Projects
These are various programming projects I have diddled with, either on my own or in the form of contributions of varying significance to open source and free software projects.
Just another personal homepage
These are various programming projects I have diddled with, either on my own or in the form of contributions of varying significance to open source and free software projects.
Developed for the distance education service at Department of informatics, Deliverandum is a web application for managing exercises in an educational setting. Administrators can plan a semester's worth of exercises, student assistants can manage their work loads, and users can deliver their work and check the results of prior exercises. This software was/is in production in the Spring of 2010 and 2011, and it was decided to release the code under an open source license.
It is based on Java and Spring 3.0, and makes use of Project Lombok.
Feedspace is a distributed, self-organising peer-to-peer network for store-and-forward propagation of messages organised in cryptographically managed hierarchical channels. Working over a number of network transports of varying latency, it is designed to be censorship-resistant and anonymity preserving, especially by trying to make traffic analysis attempts infeasible.
As I am more or less the sole developer and am mostly too busy, this is not yet beta quality, but perhaps some day.
Incluse is a library to test if a candidate path is covered/included/accepted by a given policy for inclusion and exclusion in a hierarchical namespace system.
The most typical application is in filesystems: Your application operates on files conforming to given rules for which files should be considered and which should not.
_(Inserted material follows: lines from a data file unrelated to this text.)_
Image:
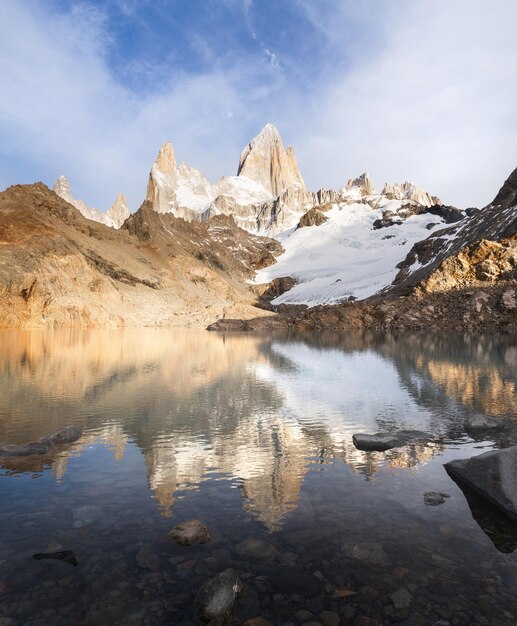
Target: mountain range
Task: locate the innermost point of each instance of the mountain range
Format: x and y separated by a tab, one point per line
254	245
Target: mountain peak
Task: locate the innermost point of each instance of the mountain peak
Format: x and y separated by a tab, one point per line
267	162
166	161
363	183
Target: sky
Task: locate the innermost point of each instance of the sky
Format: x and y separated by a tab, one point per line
415	90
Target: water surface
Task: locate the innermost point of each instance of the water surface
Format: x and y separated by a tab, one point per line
251	434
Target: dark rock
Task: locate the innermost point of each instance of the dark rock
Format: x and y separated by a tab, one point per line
385	441
493	475
372	553
63	555
401	599
256	550
313	217
449	214
434	498
483	422
217	597
190	532
65	435
292	580
148	559
42	446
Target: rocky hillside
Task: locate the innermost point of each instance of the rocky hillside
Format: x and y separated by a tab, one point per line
461	277
59	269
495	222
113	217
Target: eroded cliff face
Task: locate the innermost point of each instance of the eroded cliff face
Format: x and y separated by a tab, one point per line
59	269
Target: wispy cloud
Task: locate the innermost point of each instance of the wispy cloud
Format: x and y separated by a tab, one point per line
411	89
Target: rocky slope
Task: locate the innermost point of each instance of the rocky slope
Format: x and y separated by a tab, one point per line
59	269
113	217
461	277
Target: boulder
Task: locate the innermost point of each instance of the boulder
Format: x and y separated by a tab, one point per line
216	598
371	553
482	422
190	532
65	435
292	580
434	498
42	446
385	441
493	475
67	556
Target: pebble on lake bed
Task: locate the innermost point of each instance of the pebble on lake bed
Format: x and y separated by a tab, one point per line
434	498
190	532
216	598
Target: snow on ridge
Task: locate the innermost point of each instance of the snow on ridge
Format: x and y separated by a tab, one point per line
344	256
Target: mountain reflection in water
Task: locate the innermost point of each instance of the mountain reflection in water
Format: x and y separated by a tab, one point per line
252	434
257	409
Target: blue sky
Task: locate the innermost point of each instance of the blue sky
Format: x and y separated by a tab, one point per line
407	89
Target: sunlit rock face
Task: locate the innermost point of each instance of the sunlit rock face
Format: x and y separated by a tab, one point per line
119	212
409	191
267	162
181	190
113	217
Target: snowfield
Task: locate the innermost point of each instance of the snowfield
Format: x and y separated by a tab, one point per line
344	256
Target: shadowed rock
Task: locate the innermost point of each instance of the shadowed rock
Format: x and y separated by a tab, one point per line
435	498
216	598
493	475
190	532
42	446
379	442
483	422
64	555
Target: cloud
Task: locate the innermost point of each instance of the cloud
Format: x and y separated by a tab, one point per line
412	89
435	104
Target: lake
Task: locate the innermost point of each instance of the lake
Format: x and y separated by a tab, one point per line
252	435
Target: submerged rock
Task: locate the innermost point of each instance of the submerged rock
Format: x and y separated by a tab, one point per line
401	599
292	580
483	422
380	442
190	532
256	550
148	559
372	553
42	446
216	598
434	498
64	555
493	475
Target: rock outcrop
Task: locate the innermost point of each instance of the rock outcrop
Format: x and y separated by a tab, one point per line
181	190
463	244
409	191
362	183
113	217
59	269
267	162
119	212
493	475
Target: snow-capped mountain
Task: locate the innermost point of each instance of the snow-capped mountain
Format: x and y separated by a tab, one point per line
351	247
113	217
266	171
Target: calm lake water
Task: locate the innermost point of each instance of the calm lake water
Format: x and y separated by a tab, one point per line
252	435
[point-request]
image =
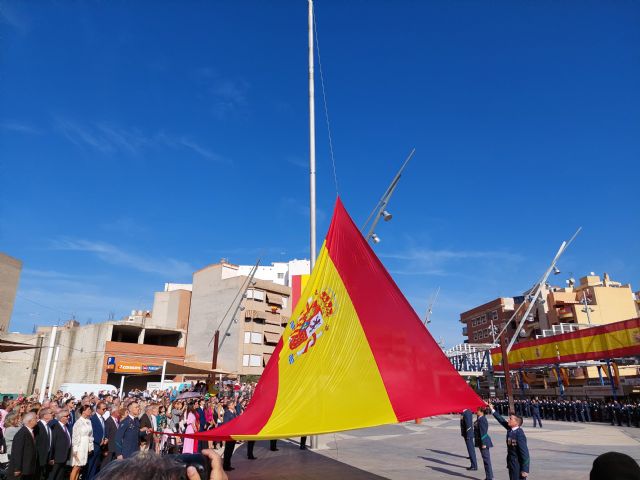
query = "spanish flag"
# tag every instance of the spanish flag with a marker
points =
(353, 355)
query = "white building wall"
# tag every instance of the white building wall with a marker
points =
(277, 272)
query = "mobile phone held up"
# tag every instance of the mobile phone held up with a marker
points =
(196, 460)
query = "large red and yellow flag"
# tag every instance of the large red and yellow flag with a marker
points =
(354, 354)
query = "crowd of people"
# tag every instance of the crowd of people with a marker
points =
(608, 466)
(94, 436)
(64, 437)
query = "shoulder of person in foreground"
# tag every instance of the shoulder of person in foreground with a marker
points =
(151, 466)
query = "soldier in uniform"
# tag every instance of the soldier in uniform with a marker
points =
(617, 412)
(535, 410)
(518, 461)
(483, 441)
(466, 430)
(580, 411)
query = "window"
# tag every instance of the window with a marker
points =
(256, 338)
(254, 361)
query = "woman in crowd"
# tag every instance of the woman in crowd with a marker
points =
(190, 445)
(82, 441)
(176, 416)
(11, 426)
(162, 417)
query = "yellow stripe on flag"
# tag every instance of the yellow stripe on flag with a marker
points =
(335, 383)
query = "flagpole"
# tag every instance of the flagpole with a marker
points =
(312, 142)
(312, 160)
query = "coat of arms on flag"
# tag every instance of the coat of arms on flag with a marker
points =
(311, 322)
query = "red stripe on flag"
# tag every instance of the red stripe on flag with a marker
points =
(419, 379)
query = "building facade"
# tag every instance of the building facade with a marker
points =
(10, 269)
(594, 301)
(482, 323)
(249, 319)
(180, 328)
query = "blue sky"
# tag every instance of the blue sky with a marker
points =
(140, 141)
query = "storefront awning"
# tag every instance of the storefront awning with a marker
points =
(191, 369)
(8, 346)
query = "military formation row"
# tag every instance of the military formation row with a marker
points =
(615, 413)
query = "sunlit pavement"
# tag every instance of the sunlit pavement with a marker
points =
(434, 449)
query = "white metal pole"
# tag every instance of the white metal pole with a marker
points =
(45, 377)
(53, 369)
(536, 294)
(312, 142)
(164, 370)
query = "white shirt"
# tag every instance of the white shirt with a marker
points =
(46, 427)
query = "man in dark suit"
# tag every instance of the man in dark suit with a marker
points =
(110, 429)
(483, 441)
(60, 446)
(229, 414)
(129, 433)
(147, 421)
(24, 458)
(70, 405)
(518, 462)
(99, 441)
(42, 434)
(466, 430)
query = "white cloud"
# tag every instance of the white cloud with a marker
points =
(167, 267)
(19, 127)
(110, 139)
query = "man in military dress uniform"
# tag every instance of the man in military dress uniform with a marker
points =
(466, 430)
(535, 411)
(518, 462)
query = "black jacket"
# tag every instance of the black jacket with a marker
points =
(145, 421)
(23, 454)
(43, 443)
(110, 429)
(61, 444)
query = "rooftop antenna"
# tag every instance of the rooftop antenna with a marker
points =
(433, 301)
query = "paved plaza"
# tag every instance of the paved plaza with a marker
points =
(434, 449)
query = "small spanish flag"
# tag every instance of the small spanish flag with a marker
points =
(353, 355)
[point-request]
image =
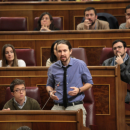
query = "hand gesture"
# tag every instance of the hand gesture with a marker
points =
(87, 23)
(45, 28)
(74, 92)
(119, 59)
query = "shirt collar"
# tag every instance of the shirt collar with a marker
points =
(23, 102)
(70, 63)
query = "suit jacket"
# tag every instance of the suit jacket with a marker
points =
(99, 25)
(125, 73)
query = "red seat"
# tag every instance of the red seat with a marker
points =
(13, 24)
(28, 55)
(108, 53)
(32, 92)
(89, 105)
(80, 53)
(58, 22)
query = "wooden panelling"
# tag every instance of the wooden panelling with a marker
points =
(67, 10)
(92, 41)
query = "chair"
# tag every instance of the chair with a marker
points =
(89, 105)
(108, 53)
(58, 22)
(32, 92)
(113, 23)
(79, 53)
(13, 24)
(28, 55)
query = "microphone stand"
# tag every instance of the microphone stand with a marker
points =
(50, 96)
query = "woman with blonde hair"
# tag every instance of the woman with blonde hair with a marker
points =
(9, 57)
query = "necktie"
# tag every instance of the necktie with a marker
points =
(65, 100)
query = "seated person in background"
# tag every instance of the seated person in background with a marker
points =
(127, 16)
(91, 22)
(24, 128)
(9, 57)
(53, 57)
(45, 22)
(20, 101)
(121, 58)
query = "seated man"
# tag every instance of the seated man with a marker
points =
(20, 101)
(127, 16)
(91, 21)
(121, 58)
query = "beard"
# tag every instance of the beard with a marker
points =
(93, 22)
(64, 60)
(121, 54)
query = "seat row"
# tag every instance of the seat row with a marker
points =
(20, 23)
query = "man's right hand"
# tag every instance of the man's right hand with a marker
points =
(87, 23)
(128, 23)
(6, 109)
(53, 96)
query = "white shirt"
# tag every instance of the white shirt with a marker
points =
(21, 63)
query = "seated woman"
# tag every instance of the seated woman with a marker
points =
(45, 22)
(53, 57)
(9, 57)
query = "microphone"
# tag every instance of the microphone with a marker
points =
(50, 96)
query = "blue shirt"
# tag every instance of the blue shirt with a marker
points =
(20, 107)
(77, 74)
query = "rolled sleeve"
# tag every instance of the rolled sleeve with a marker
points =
(50, 80)
(86, 76)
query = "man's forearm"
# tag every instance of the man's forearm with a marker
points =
(85, 87)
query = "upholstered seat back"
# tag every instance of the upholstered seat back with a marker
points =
(89, 105)
(79, 53)
(108, 53)
(57, 21)
(13, 24)
(32, 92)
(28, 55)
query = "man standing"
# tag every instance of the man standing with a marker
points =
(20, 101)
(121, 58)
(65, 80)
(127, 16)
(91, 22)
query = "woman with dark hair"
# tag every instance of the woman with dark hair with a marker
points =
(45, 22)
(54, 56)
(9, 57)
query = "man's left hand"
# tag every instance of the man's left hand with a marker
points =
(74, 92)
(119, 60)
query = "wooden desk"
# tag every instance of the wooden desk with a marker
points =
(42, 120)
(127, 117)
(109, 92)
(92, 41)
(71, 12)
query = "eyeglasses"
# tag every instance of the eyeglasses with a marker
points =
(19, 90)
(128, 14)
(9, 52)
(119, 47)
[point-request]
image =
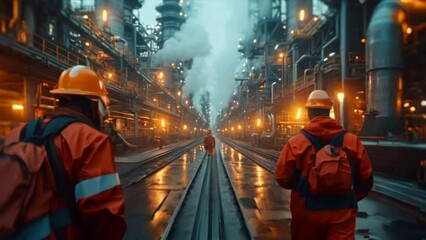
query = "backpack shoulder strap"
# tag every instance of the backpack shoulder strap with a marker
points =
(337, 141)
(34, 132)
(314, 140)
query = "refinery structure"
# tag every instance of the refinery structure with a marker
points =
(369, 55)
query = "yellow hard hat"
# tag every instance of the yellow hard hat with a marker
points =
(81, 80)
(319, 99)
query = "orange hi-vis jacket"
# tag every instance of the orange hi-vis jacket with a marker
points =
(209, 144)
(294, 164)
(88, 158)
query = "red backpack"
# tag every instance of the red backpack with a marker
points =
(31, 174)
(331, 171)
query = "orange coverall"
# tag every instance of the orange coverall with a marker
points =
(88, 159)
(209, 143)
(294, 162)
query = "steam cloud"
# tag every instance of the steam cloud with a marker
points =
(210, 37)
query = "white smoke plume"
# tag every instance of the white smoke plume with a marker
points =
(210, 37)
(190, 42)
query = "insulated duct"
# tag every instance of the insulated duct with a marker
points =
(384, 65)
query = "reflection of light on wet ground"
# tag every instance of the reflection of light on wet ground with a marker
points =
(259, 173)
(185, 159)
(240, 158)
(224, 149)
(160, 175)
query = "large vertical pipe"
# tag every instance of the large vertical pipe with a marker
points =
(344, 60)
(384, 63)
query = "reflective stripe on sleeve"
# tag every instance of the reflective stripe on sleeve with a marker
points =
(42, 227)
(96, 185)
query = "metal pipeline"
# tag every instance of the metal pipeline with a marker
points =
(298, 60)
(384, 63)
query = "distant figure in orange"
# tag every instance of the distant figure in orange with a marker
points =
(209, 143)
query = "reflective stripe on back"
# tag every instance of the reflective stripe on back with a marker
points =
(96, 185)
(42, 227)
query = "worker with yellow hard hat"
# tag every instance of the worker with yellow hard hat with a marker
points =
(326, 217)
(87, 156)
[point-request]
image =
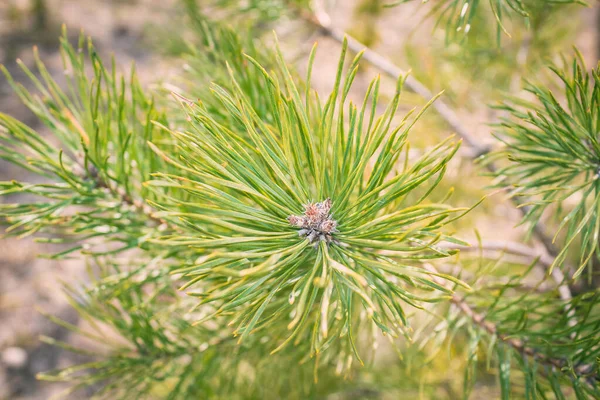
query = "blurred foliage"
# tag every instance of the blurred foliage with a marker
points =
(458, 17)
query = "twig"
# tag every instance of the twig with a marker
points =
(517, 344)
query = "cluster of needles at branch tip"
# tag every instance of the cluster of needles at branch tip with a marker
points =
(316, 223)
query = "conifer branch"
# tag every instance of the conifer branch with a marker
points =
(320, 19)
(586, 370)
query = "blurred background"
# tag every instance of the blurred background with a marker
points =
(473, 74)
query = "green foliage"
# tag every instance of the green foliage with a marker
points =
(302, 229)
(99, 157)
(554, 152)
(457, 17)
(240, 186)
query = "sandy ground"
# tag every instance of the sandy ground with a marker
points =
(29, 284)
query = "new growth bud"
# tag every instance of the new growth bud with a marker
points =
(316, 224)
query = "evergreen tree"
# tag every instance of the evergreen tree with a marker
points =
(249, 237)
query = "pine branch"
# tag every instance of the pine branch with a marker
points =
(588, 371)
(321, 20)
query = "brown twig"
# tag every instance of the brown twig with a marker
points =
(320, 19)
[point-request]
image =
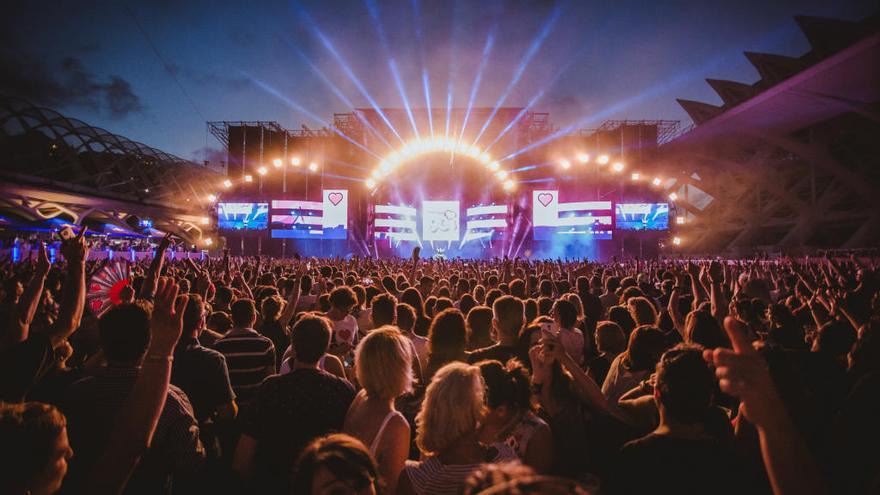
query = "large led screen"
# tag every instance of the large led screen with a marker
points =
(642, 216)
(555, 220)
(326, 219)
(242, 216)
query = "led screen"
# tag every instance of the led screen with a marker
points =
(642, 216)
(242, 216)
(326, 219)
(555, 220)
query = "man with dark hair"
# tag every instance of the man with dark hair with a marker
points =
(508, 318)
(565, 318)
(201, 372)
(291, 410)
(250, 357)
(92, 405)
(681, 455)
(384, 310)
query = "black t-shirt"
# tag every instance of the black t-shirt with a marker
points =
(23, 365)
(202, 374)
(664, 464)
(288, 412)
(498, 352)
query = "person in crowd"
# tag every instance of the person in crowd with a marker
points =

Think rsync. Incluse can do the matching for you.
szbase32 is an implementation of the z-base-32 encoding in Scala.
This is basically the standard RFC 4648 Base32 encoding but with a custom alphabet permutation to make the encodings easier to read and communicate, and also leaves out padding to make the code shorter.
yum-firefoxwarn is a plugin for Yum which deals with the situation where Mozilla Firefox is running while it is being upgraded to a newer version, making the running instance behave unpredictably and eventually crashing. This is a problem in larger-scale environments where users don't control the yum updates and they have long-lived Firefox sessions.
Firefox instability due to silent upgrades creates frustrated users which in turn increases pressure on the support organisations. This plugin will warn users in this situation so that they can restart Firefox in a controlled manner.
yum-firefoxwarn has been in production on all Linux client machines at the University of Bergen since June, 2008.
Sportsfri Aftenposten and Sportsfri Bergens Tidende are Greasemonkey scripts which filter out almost all sports stories from the online editions of the two newspapers, for readers who take no interest in sports. Written in JavaScript and XPath.
Akregator is an RSS and Atom feed reader for the KDE desktop environment, written in C++/Qt. I submitted a few patches to fix some minor issues, which was a fun exercise. I hope to get back to this at some point.
Archibald was a GUI for software package management on Arch Linux. It could be used to browse available packages, install new packages, remove installed packages, and update installed packages. It provided and built on a frontend-agnostic library which could talk to Arch Linux' package management software and read its database.
I wrote it in C# with Mono. It taught me C#, but it also taught me that Arch Linux users like their shells and don't get very enthusiastic about GUIs for tasks like package management. When I stopped using Arch Linux myself, and grew disdainful of C#, the project died silently from loneliness.
An implementation of lolcode in Scala. lolcode is an esoteric programming language based on all the funny things cats get up to. This project was a useful exercise to get up to speed on the awesome Scala language, but there are more up-to-date lolcode implementations out there.
CivQuest was an ambitious project to implement a free clone of the strategy game Civilization in Java and Swing. It had some novel concepts in it, but development eventually died down as more of us no longer had the ample leisure time of a student.
SIPS, the Simple Internet Publishing System, was a SlashCode-style system for blogging or news publishing, and also a YaHoo!-style link directory. It powered a couple of vaguely popular sites in the early 2000s. If nothing else, it earned me a highly questionable entry in SecurityFocus.